00:50So if you wanna learn the use cases, especially the last one, which I think you'll really like, then you wanna stick with me till the end of the video, and I'll save you from having to burn those tokens yourself. Let's dive in. Alright.
01:01So like I said, this report walks through how I should alter my shift to using this model, how I should change my prompting patterns, what should stay the same, and what should differ or be slightly adjusted for this new model and the way it behaves. So one of the key things was being more literal with it. It's better at dealing with direct prompts without having to beat around the bush.
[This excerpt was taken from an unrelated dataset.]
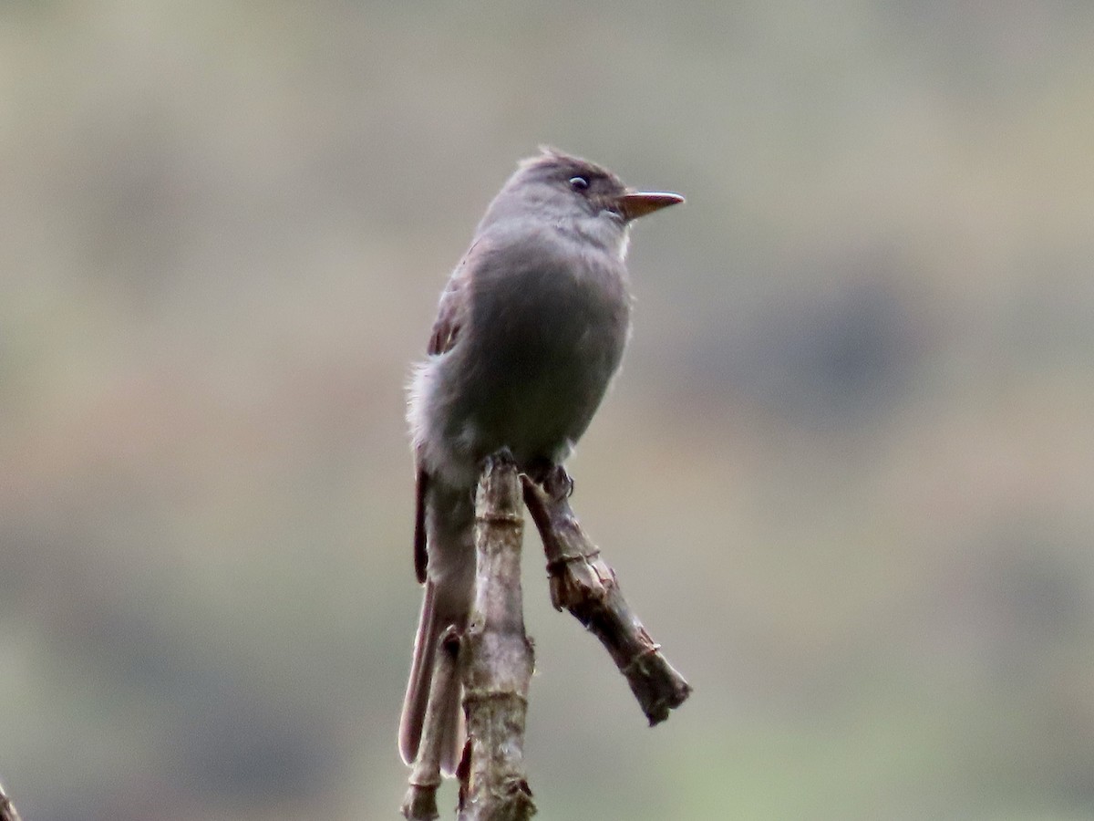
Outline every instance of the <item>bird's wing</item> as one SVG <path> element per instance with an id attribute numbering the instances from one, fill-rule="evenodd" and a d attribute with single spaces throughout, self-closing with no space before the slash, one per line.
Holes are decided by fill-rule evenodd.
<path id="1" fill-rule="evenodd" d="M 433 333 L 429 337 L 429 346 L 426 352 L 430 356 L 446 354 L 452 350 L 459 337 L 459 328 L 464 324 L 467 313 L 467 287 L 470 280 L 470 273 L 475 267 L 475 262 L 481 257 L 486 250 L 482 240 L 476 240 L 467 248 L 464 258 L 449 277 L 449 284 L 441 294 L 441 303 L 437 309 L 437 320 L 433 322 Z"/>
<path id="2" fill-rule="evenodd" d="M 472 243 L 459 261 L 459 265 L 449 277 L 449 284 L 441 294 L 441 303 L 437 309 L 437 320 L 433 322 L 433 331 L 429 336 L 429 345 L 426 352 L 430 356 L 447 354 L 455 346 L 459 338 L 459 328 L 464 324 L 467 314 L 467 289 L 472 270 L 477 259 L 486 251 L 488 243 L 481 239 Z M 429 554 L 426 551 L 426 493 L 429 489 L 429 473 L 422 467 L 420 460 L 417 464 L 415 481 L 415 518 L 414 518 L 414 569 L 419 583 L 426 581 L 426 566 L 429 563 Z"/>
01:21And if I just wanted a overall summary of every single thing that I should do in my day to day based on all the conversations it's gone through and what it's seen in terms of patterns, this would be my checklist. And before I walk you through the exact prompt that led to that report and the video, it's important to understand what we're solving for in this first use case.
01:41So if you're like me, you will see a brand new model come out and you'll be curious. What's different? And then you'll go on YouTube and you will inevitably see the parade of thumbnails and titles that say, this brand new thing is insane.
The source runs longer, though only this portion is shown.